Por fin llegamos a Madrid y el tren, efectivamente, primero paró en Atocha, así que sabedor del truco me bajé y aún me dio tiempo para adelantar mi billete de vuelta, así que prisas en la taquilla y prisas para subir a un tren abarrotado de ejecutivos con ordenadores y comerciales pegados a un móvil, desde el que despachan trabajos, sin el pudor de que se oigan sus conversaciones.
En un visto y no visto el Ave para en Zaragoza, todos los que bajan como autómatas toman sus maletas y hacen colas organizadas frente a la puerta que se va a abrir, algunos abuelos turistas, no la respetan y avanzan hasta la misma puerta entre la mirada atónita de la gente que respetuosamente hacía fila, pero la ignorancia sale una vez más victoriosa.
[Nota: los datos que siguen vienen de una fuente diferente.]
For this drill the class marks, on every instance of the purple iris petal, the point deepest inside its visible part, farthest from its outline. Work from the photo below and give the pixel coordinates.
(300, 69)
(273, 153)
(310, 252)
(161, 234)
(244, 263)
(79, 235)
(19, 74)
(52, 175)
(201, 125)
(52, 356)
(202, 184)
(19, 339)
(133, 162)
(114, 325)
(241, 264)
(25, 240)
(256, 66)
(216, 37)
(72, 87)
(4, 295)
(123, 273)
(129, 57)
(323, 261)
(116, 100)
La puerta se abre y todos salimos sabedores de nuestros destinos.
Tomo el billete para el tren de cercanías que me llevará hacia la estrenada estación de Goya del tranvía, y espero, espero en una ciudad en la que se me hacía difícil imaginar tomar un tranvía para llegar al centro. La gente se va acumulando a la espera de un tren que hemos visto pasar en la otra dirección y del que sólo nos queda volverlo a ver aparecer.
El tren tarda, cuando te bajas del Ave, todo parece que tarda más de lo normal. Unas abuelas agradecen que les ceda el asiento de espera en el andén, y sus parejas de abuelos agradecen por ellas con gentil sonrisa de boca arreglada, buscando conversación por nada. En otros andenes otros trenes dejan y toman gente repitiéndose el proceso una y otra vez, con tal paralelismo que parecen siempre los mismos viajeros los que bajan y los que suben.
Por fin viene el tranvía o tren de enlace, que tomo por primera vez en Zaragoza, por unos segundos me parece estar de nuevo en Madrid, aunque me despierto de mi ensoñación al oír a una voz metálica que anuncia la parada en el Portillo, un minuto más y el tren para en la Avenida Goya, asciendo unas escaleras metálicas y contemplo mi ciudad de Zaragoza, aunque todavía guardo entre mis aromas los olores a flor de la ciudad de Jaén.